New York - Many Arab countries have enacted legislative reforms promoting gender equality and protecting women from violence - yet further advances are needed to guarantee equality before the law and achievement of the promise of the 2030 Agenda for Sustainable Development, according to delegates to the 63rd Commission on the Status of Women from the Arab States region, at a side event held at UNDP Headquarters.

Building on the Gender Justice & the Law Initiative and the evidence its reports have presented, the event brought together delegates including representatives of Permanent Missions, national women’s machineries, and civil society from across the Arab States region, as well as UN partners. The event was co-chaired by the Permanent Mission of Jordan and UNDP, and was organized by UNDP in collaboration with UN Women, UNFPA, and ESCWA.

Opening remarks were delivered by Sima Bahous, Permanent Representative of Jordan to the United Nations, who stressed the importance of equality before the law to help move forward on the issue of justice for women in the Arab region; and Ulrika Modéer, Assistant Secretary General & UNDP Director, Bureau of External Relations and Advocacy, who emphasized the relevance of the strong partnerships at the center of the Gender Justice and the Law Initiative, and how alliances between UNDP and sister agencies, underpinned by engagement with national counterparts, will continue to support ongoing efforts across the region to build shared visions and joint efforts in support of women’s empowerment.

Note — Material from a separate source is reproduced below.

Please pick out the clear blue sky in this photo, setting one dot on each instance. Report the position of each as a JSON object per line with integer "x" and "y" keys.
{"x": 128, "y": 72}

Panelists included three leaders of National Women’s Machineries: Dr. Maya Morsy, President of the National Council for Women in Egypt; Naziha Al-Obaidi, Minister of Women, Family, Childhood and the Elderly in Tunisia; and Dr. Salma Nima, Secretary General of the Jordanian National Committee for Women's Affairs. The three shared insights and concrete examples of initiatives which have driven progress in their respective countries, including the Taa Marbuta campaign in Egypt, a comprehensive domestic violence law promulgated recently in Tunisia, and recent measures in Jordan to close legal loopholes exploited by men found guilty of crimes of sexual violence.

Dr. Brigitte Chelabian, member of the Coalition for the International Court, and Founder of Justice Without Frontiers; and Dr. Lina Abirafeh, Executive Director, The Arab Institute for Women at the Lebanese American University, shared civil society and thinktank perspectives highlighting regional trends and major challenges in relation to gender and the law, in areas including the prosecution of sexual and gender-based violence and the elimination of child-marriage – issues cited as among the priorities requiring sustained advocacy and policy change.

The event was moderated by Sarah Poole, RBAS Deputy Regional Director, who in her concluding intervention emphasized the role of UNDP and its sister agencies in ensuring the dialogue in the region will continue with thought leadership, and sustaining the exchanges on specific topics and at country level; closing remarks were delivered by Moez Doraid, Director, Division of Management and Administration, UNWomen, who echoed panelists in highlighting the deep roots of movements for gender justice in the Arab States region, while reaffirming the commitment of UN Agencies to supporting the advance of gender justice across the Arab States region.